Consistent with previous findings, there was a significant correlation between DOSS and EDSS [3]. In the current sample, 25 out of 114 subjects (21.9%) with dysphagia had an EDSS score from 1 to 3.5, confirming the relatively high frequency of dysphagia even in mild forms of MS. Further, considering subjects with EDSS < 4, almost 42% had swallowing problems, underlining the importance of evaluating dysphagia even in subjects with lower levels of disability. Importantly, 8 subjects out of 60 with lower EDSS (13.3%) actually had moderate swallowing problems. Moreover, among different clinical forms of MS, progressive forms (PP and SP) were more frequently associated with severe dysphagia, while the relapsing-remitting form presented more often mild to moderate dysphagia [12]. These results are consistent with the report from Calcagno where a similar frequency of dysphagia was reported, although the study included exclusively progressive forms of MS where the level of disability was higher than in the current study [12]. The present study confirmed a significant correlation between swallowing dysfunction and progressive MS with more advanced disability.

Conclusion

The present study confirmed dysphagia in nearly 60% of subjects. Dysphagia is significantly correlated with progressive MS and a higher level of disability. Swallowing problems are relatively frequent in subjects with lower levels of disability (41.7%) and are quite frequent in older subjects (75%).

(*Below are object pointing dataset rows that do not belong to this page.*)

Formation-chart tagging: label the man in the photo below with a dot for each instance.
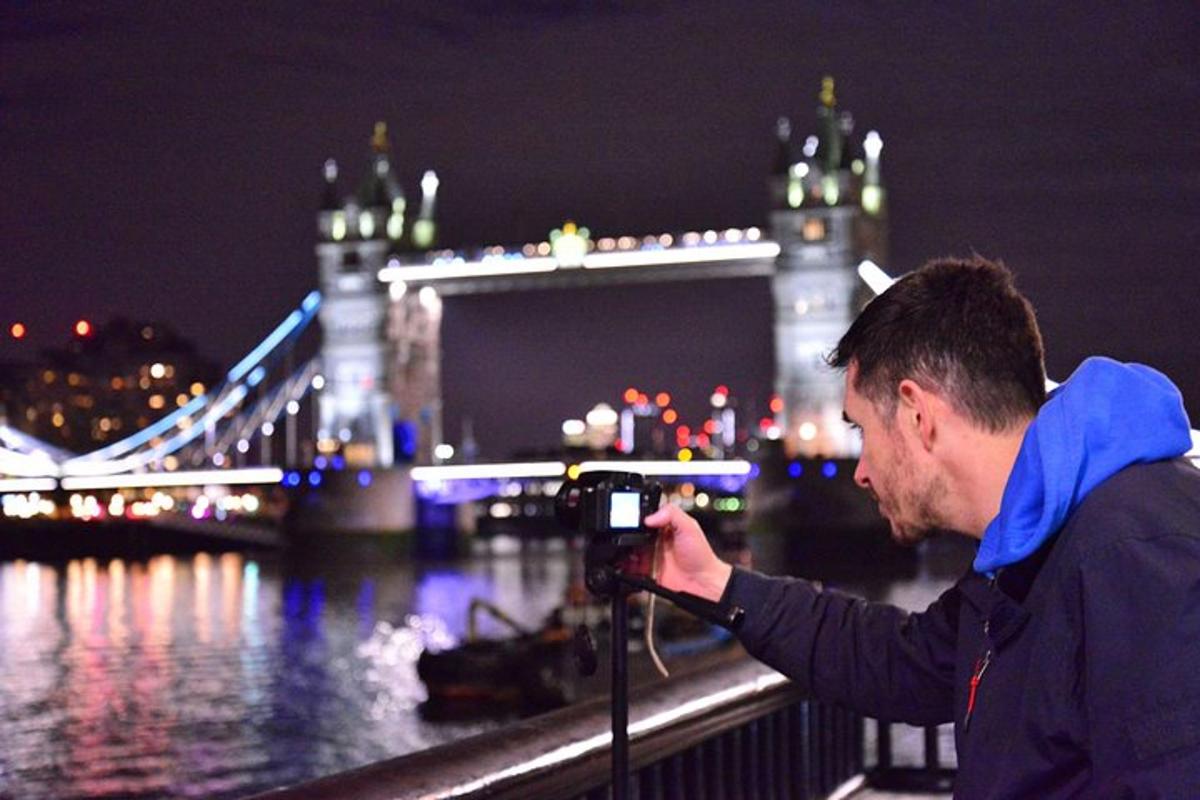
(1068, 657)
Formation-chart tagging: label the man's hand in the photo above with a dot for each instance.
(689, 563)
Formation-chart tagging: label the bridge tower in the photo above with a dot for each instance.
(827, 215)
(355, 236)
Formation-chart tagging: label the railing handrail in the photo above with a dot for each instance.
(565, 752)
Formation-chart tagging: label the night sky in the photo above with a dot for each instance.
(162, 161)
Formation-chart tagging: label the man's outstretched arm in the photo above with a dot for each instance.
(874, 657)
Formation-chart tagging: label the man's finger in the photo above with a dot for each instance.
(659, 518)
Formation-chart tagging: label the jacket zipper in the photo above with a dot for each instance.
(976, 679)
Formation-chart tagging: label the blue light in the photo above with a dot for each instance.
(297, 319)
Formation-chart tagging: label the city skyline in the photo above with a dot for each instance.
(169, 166)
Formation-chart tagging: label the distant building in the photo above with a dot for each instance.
(106, 384)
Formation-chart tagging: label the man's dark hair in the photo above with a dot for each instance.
(958, 326)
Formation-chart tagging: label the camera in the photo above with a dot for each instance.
(610, 509)
(609, 505)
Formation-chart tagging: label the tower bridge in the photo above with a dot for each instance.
(382, 278)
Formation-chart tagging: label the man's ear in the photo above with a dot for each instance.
(917, 411)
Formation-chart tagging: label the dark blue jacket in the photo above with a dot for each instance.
(1092, 685)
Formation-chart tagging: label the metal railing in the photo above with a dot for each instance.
(732, 729)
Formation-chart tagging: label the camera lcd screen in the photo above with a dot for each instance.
(625, 510)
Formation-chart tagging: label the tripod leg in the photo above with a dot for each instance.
(619, 696)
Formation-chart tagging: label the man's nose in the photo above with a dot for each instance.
(861, 476)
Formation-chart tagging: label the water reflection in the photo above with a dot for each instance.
(219, 674)
(222, 674)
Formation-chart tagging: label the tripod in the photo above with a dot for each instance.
(618, 587)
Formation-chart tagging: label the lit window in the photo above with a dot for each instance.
(814, 229)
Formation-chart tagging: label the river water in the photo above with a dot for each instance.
(221, 674)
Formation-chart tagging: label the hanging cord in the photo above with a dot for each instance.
(649, 609)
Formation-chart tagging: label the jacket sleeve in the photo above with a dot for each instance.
(1141, 665)
(876, 659)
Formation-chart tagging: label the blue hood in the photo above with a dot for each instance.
(1105, 417)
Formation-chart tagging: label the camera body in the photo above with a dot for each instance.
(610, 509)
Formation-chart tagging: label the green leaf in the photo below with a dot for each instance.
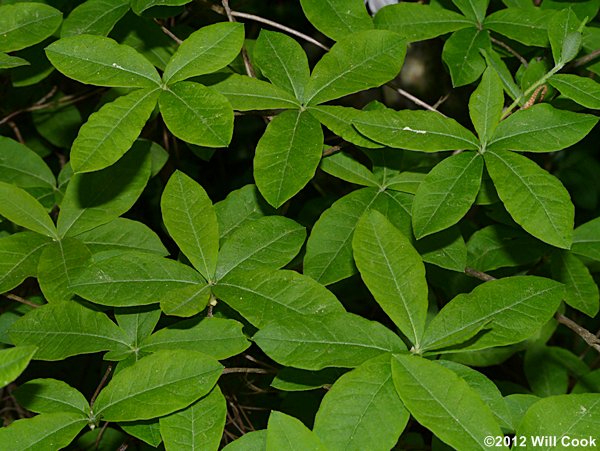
(511, 309)
(499, 246)
(191, 220)
(473, 9)
(394, 273)
(339, 120)
(101, 61)
(582, 90)
(357, 62)
(283, 61)
(415, 22)
(246, 94)
(123, 235)
(64, 329)
(315, 342)
(20, 207)
(205, 51)
(536, 200)
(156, 385)
(286, 433)
(51, 395)
(25, 24)
(581, 289)
(200, 426)
(46, 432)
(61, 262)
(337, 18)
(287, 156)
(270, 242)
(446, 193)
(541, 128)
(268, 296)
(486, 104)
(360, 402)
(111, 131)
(241, 206)
(462, 55)
(94, 17)
(328, 256)
(424, 131)
(527, 26)
(586, 240)
(561, 26)
(133, 278)
(19, 256)
(444, 403)
(210, 111)
(99, 197)
(13, 362)
(570, 416)
(343, 166)
(217, 337)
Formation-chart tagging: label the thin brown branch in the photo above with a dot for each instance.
(586, 335)
(510, 50)
(14, 297)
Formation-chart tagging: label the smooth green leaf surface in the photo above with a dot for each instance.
(217, 337)
(64, 329)
(205, 51)
(287, 156)
(393, 271)
(94, 17)
(191, 220)
(443, 402)
(582, 90)
(157, 385)
(541, 128)
(51, 395)
(61, 262)
(133, 278)
(25, 24)
(337, 18)
(19, 256)
(510, 309)
(101, 61)
(112, 130)
(13, 362)
(286, 433)
(99, 197)
(270, 242)
(46, 432)
(415, 22)
(267, 296)
(20, 207)
(200, 426)
(282, 60)
(353, 411)
(338, 339)
(246, 94)
(425, 131)
(357, 62)
(446, 193)
(210, 112)
(486, 103)
(536, 200)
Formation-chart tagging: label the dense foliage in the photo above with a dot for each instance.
(298, 225)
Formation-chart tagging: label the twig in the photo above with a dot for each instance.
(101, 384)
(478, 274)
(16, 298)
(510, 50)
(586, 335)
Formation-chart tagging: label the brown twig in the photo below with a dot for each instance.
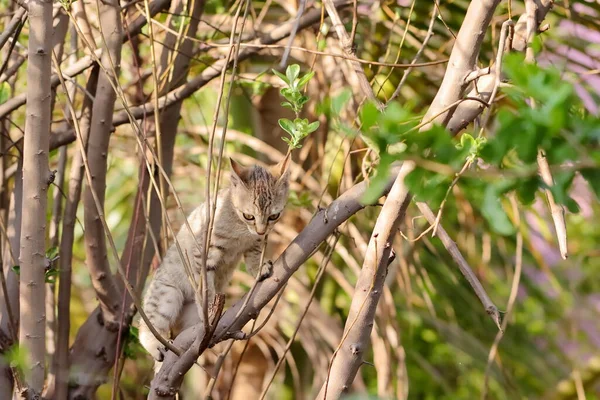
(348, 357)
(465, 269)
(346, 45)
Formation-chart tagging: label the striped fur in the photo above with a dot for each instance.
(240, 226)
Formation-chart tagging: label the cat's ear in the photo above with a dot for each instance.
(237, 172)
(281, 170)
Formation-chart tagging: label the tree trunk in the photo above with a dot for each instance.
(36, 178)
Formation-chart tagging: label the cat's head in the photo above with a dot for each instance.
(259, 194)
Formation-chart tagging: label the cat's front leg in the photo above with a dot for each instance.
(252, 259)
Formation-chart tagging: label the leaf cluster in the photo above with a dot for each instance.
(299, 128)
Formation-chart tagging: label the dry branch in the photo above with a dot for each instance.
(84, 63)
(324, 223)
(36, 178)
(348, 357)
(9, 320)
(12, 26)
(468, 110)
(463, 59)
(66, 244)
(99, 138)
(214, 70)
(347, 46)
(96, 347)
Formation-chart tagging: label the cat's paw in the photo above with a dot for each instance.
(266, 271)
(152, 345)
(162, 352)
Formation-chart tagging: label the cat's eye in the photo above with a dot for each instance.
(273, 217)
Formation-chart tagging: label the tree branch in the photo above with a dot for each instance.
(463, 59)
(99, 138)
(36, 177)
(84, 63)
(348, 357)
(96, 348)
(324, 223)
(215, 70)
(468, 110)
(346, 45)
(66, 244)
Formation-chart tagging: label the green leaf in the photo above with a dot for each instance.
(338, 102)
(52, 253)
(281, 76)
(292, 72)
(369, 115)
(378, 183)
(305, 79)
(287, 125)
(313, 126)
(494, 213)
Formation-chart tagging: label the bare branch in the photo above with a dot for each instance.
(348, 357)
(35, 186)
(324, 223)
(66, 244)
(346, 45)
(212, 72)
(467, 111)
(83, 64)
(12, 26)
(463, 59)
(9, 307)
(139, 247)
(464, 267)
(99, 137)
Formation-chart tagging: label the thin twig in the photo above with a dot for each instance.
(511, 299)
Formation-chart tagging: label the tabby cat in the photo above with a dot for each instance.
(245, 212)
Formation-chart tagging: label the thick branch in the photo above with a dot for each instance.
(324, 223)
(463, 59)
(36, 178)
(348, 357)
(468, 110)
(10, 298)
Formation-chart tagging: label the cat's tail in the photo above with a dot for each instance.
(162, 306)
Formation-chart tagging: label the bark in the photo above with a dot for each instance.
(99, 138)
(10, 252)
(181, 93)
(58, 38)
(96, 347)
(463, 59)
(324, 223)
(85, 62)
(12, 26)
(349, 357)
(66, 246)
(468, 110)
(36, 178)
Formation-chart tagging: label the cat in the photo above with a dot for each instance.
(245, 213)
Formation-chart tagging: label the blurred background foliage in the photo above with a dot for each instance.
(432, 338)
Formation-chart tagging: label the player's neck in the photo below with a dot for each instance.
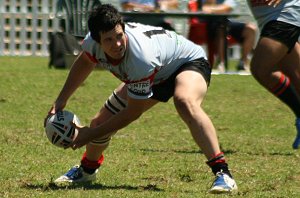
(114, 61)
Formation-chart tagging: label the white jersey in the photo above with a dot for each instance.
(152, 55)
(287, 11)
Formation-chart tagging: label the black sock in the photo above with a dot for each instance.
(218, 164)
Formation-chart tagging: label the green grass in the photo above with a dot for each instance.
(154, 156)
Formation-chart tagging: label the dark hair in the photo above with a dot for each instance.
(104, 18)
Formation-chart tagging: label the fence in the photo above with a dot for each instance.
(25, 26)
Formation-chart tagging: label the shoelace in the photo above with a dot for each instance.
(74, 172)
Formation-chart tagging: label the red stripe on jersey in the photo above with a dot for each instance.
(91, 57)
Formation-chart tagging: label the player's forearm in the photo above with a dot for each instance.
(217, 9)
(135, 6)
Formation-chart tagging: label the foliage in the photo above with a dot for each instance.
(154, 156)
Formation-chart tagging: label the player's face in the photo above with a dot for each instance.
(113, 42)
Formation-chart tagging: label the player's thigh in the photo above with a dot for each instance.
(290, 64)
(267, 54)
(190, 85)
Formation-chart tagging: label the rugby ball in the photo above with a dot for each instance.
(59, 130)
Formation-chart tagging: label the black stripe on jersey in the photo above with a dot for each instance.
(154, 32)
(109, 109)
(119, 100)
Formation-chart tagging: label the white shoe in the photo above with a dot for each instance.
(223, 184)
(76, 175)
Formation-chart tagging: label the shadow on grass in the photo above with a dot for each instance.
(226, 151)
(90, 186)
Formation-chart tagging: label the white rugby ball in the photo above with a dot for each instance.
(59, 130)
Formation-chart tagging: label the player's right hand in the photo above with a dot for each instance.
(57, 106)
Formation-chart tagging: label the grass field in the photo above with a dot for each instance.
(153, 157)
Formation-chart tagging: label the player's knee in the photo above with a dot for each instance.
(183, 103)
(115, 103)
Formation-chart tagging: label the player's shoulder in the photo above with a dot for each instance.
(88, 43)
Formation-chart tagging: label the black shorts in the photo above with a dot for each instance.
(165, 90)
(235, 29)
(285, 33)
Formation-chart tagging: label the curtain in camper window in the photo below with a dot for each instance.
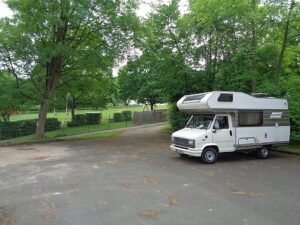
(247, 118)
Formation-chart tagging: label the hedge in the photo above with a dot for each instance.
(25, 127)
(85, 119)
(117, 117)
(93, 118)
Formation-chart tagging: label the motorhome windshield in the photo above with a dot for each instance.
(200, 121)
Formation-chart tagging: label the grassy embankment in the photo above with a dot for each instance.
(105, 124)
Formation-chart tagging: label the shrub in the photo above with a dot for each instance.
(117, 117)
(52, 124)
(25, 127)
(93, 118)
(127, 115)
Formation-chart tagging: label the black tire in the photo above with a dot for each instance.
(209, 155)
(262, 153)
(182, 155)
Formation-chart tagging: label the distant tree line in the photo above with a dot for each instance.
(53, 49)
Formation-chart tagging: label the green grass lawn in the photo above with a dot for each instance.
(65, 117)
(105, 124)
(67, 131)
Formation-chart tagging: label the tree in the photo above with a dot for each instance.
(93, 90)
(47, 40)
(10, 99)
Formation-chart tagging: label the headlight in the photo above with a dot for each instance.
(191, 143)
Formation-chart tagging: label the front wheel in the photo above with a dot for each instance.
(182, 155)
(209, 155)
(262, 153)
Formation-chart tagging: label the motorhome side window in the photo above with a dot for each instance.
(221, 122)
(250, 118)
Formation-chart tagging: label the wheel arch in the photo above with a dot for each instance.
(211, 145)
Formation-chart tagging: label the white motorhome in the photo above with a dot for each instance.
(224, 121)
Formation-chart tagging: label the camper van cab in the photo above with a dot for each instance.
(230, 121)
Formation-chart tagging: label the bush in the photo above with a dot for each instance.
(178, 119)
(79, 120)
(93, 118)
(127, 115)
(52, 124)
(25, 127)
(117, 117)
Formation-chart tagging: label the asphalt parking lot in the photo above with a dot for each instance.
(135, 179)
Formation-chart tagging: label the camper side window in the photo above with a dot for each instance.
(250, 118)
(221, 122)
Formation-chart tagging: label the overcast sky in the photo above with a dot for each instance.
(143, 10)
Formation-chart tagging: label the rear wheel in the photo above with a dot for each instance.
(209, 155)
(262, 153)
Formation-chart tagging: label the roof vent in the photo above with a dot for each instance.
(260, 95)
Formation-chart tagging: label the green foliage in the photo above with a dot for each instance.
(117, 117)
(10, 98)
(52, 124)
(51, 43)
(93, 118)
(126, 115)
(79, 120)
(25, 127)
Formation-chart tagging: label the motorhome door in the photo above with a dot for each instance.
(222, 133)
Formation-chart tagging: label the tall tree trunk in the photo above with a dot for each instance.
(152, 106)
(73, 106)
(253, 50)
(284, 44)
(53, 73)
(40, 127)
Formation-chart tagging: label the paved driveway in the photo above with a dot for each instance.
(135, 179)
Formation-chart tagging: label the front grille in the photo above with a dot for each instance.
(181, 142)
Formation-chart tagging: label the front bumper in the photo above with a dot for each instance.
(189, 151)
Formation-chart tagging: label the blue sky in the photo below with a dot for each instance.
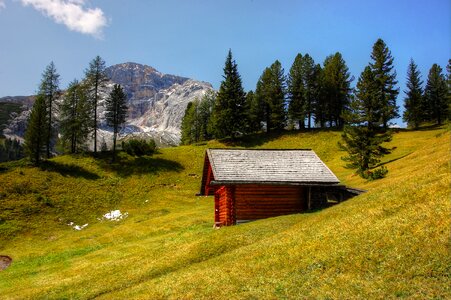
(191, 38)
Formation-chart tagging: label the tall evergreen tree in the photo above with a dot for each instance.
(36, 133)
(116, 112)
(448, 68)
(277, 98)
(436, 95)
(230, 112)
(263, 97)
(75, 116)
(336, 89)
(255, 112)
(413, 110)
(296, 93)
(49, 90)
(270, 92)
(95, 80)
(363, 133)
(310, 79)
(382, 67)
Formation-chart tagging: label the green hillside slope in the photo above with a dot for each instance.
(393, 241)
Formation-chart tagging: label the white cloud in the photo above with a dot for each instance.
(71, 13)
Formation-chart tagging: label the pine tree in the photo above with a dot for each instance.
(49, 89)
(382, 67)
(95, 80)
(230, 112)
(116, 112)
(448, 68)
(310, 79)
(277, 97)
(296, 93)
(336, 88)
(363, 133)
(255, 115)
(270, 92)
(436, 95)
(413, 110)
(36, 133)
(263, 97)
(75, 117)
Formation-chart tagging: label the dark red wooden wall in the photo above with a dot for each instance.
(253, 202)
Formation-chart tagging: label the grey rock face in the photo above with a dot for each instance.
(156, 101)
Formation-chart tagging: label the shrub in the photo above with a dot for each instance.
(136, 147)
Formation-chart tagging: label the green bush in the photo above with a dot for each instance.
(136, 147)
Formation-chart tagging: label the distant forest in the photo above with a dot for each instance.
(315, 96)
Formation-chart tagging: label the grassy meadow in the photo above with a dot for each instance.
(391, 242)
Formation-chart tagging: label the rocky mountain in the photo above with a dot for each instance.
(157, 103)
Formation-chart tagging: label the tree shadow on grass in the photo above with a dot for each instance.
(67, 170)
(126, 166)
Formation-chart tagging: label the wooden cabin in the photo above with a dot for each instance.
(256, 184)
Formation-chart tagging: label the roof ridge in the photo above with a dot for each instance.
(263, 149)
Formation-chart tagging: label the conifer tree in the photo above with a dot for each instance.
(255, 112)
(230, 113)
(49, 90)
(263, 97)
(448, 68)
(75, 116)
(36, 133)
(116, 112)
(385, 76)
(95, 81)
(413, 110)
(187, 124)
(363, 133)
(277, 97)
(270, 92)
(336, 88)
(310, 78)
(296, 93)
(436, 95)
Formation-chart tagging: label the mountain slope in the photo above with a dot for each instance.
(391, 242)
(156, 102)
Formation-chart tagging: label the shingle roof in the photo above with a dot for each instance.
(269, 166)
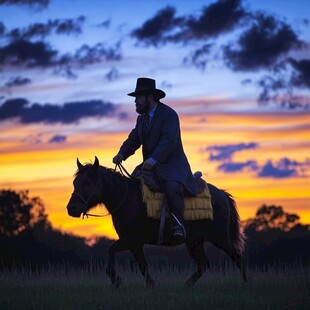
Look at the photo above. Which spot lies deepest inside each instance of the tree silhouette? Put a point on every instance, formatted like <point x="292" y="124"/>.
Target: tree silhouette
<point x="273" y="217"/>
<point x="19" y="212"/>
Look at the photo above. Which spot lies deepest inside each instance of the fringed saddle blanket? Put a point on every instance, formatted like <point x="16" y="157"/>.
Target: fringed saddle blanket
<point x="196" y="207"/>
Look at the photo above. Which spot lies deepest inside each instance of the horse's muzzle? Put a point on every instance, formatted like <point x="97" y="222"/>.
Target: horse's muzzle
<point x="74" y="211"/>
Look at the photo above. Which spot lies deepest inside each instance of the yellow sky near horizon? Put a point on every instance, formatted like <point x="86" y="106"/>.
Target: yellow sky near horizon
<point x="46" y="169"/>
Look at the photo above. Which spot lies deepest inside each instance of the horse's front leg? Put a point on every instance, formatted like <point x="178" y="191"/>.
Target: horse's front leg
<point x="118" y="245"/>
<point x="138" y="253"/>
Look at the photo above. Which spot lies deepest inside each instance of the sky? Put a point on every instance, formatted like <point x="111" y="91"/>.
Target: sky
<point x="237" y="72"/>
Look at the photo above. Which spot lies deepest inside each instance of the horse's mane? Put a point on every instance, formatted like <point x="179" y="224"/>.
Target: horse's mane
<point x="104" y="171"/>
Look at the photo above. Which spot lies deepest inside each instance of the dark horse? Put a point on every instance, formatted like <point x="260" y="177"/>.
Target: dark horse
<point x="95" y="184"/>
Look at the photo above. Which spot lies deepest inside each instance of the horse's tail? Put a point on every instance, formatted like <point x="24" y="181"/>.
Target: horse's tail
<point x="236" y="231"/>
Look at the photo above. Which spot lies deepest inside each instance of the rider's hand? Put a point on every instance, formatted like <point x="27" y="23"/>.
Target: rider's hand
<point x="118" y="159"/>
<point x="149" y="164"/>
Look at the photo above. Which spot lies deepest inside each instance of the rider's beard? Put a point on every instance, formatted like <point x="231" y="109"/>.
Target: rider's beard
<point x="144" y="108"/>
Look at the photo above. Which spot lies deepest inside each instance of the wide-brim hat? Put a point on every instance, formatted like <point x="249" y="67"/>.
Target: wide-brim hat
<point x="147" y="86"/>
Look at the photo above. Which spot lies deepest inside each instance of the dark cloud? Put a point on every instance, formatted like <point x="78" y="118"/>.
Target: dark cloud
<point x="232" y="167"/>
<point x="200" y="57"/>
<point x="301" y="74"/>
<point x="40" y="54"/>
<point x="58" y="139"/>
<point x="262" y="45"/>
<point x="284" y="168"/>
<point x="48" y="113"/>
<point x="112" y="75"/>
<point x="153" y="31"/>
<point x="213" y="20"/>
<point x="17" y="81"/>
<point x="281" y="86"/>
<point x="57" y="26"/>
<point x="225" y="152"/>
<point x="86" y="54"/>
<point x="30" y="3"/>
<point x="22" y="52"/>
<point x="105" y="24"/>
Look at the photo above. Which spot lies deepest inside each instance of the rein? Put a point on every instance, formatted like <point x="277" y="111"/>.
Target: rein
<point x="86" y="201"/>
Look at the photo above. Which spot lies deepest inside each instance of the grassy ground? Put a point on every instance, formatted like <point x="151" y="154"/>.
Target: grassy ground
<point x="89" y="288"/>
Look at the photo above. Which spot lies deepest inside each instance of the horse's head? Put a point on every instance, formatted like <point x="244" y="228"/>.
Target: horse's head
<point x="86" y="193"/>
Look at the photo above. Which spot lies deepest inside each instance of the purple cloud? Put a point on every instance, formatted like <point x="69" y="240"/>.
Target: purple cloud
<point x="225" y="152"/>
<point x="284" y="168"/>
<point x="58" y="139"/>
<point x="67" y="113"/>
<point x="232" y="167"/>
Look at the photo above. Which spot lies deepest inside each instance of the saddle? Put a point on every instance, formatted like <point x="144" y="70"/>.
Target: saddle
<point x="196" y="207"/>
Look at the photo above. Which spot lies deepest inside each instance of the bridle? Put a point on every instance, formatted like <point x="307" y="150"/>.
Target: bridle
<point x="86" y="201"/>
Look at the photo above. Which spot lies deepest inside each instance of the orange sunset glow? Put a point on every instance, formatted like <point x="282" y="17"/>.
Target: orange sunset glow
<point x="245" y="124"/>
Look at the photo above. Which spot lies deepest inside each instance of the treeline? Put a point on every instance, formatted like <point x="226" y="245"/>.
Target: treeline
<point x="28" y="238"/>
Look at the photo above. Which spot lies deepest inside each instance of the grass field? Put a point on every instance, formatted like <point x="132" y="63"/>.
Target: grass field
<point x="284" y="287"/>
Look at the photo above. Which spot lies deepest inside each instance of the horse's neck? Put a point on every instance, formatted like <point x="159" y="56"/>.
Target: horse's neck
<point x="115" y="188"/>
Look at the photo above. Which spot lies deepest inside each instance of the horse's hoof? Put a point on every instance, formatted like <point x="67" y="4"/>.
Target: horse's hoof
<point x="150" y="283"/>
<point x="117" y="282"/>
<point x="189" y="283"/>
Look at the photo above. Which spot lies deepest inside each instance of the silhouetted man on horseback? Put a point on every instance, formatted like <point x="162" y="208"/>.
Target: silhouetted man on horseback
<point x="158" y="131"/>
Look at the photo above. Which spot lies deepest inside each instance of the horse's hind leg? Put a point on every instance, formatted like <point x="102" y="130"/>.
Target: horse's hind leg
<point x="197" y="253"/>
<point x="140" y="258"/>
<point x="236" y="258"/>
<point x="118" y="245"/>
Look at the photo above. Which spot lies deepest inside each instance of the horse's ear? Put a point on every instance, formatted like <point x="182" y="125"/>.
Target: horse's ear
<point x="80" y="166"/>
<point x="96" y="163"/>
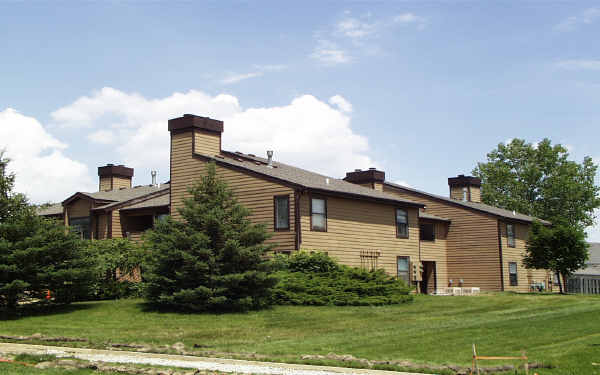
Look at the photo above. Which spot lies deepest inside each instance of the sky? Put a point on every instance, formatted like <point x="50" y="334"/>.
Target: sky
<point x="421" y="90"/>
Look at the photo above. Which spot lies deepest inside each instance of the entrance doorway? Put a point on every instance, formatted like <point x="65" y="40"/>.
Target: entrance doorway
<point x="429" y="278"/>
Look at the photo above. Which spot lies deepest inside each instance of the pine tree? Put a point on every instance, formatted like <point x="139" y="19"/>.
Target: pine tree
<point x="211" y="260"/>
<point x="36" y="254"/>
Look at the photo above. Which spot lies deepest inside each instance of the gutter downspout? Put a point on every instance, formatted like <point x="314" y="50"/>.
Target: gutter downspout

Given that very serious swallowing difficulties were detected in 8 subjects with an EDSS < 4, FEES should not be used across patients, due to the fact that it may be considered too invasive as a screening tool. Although the presence of undiagnosed swallowing difficulties, symptoms that can put the patient at risk for serious complications, does underline the necessity for routine screening in MS outpatients with the use of non-invasive means for detecting swallowing problems. The FEES is recommended as a standard screening method in subjects with a higher level of disability who appear to be more at risk for the presence of swallowing problems and in individuals over 60 years of age.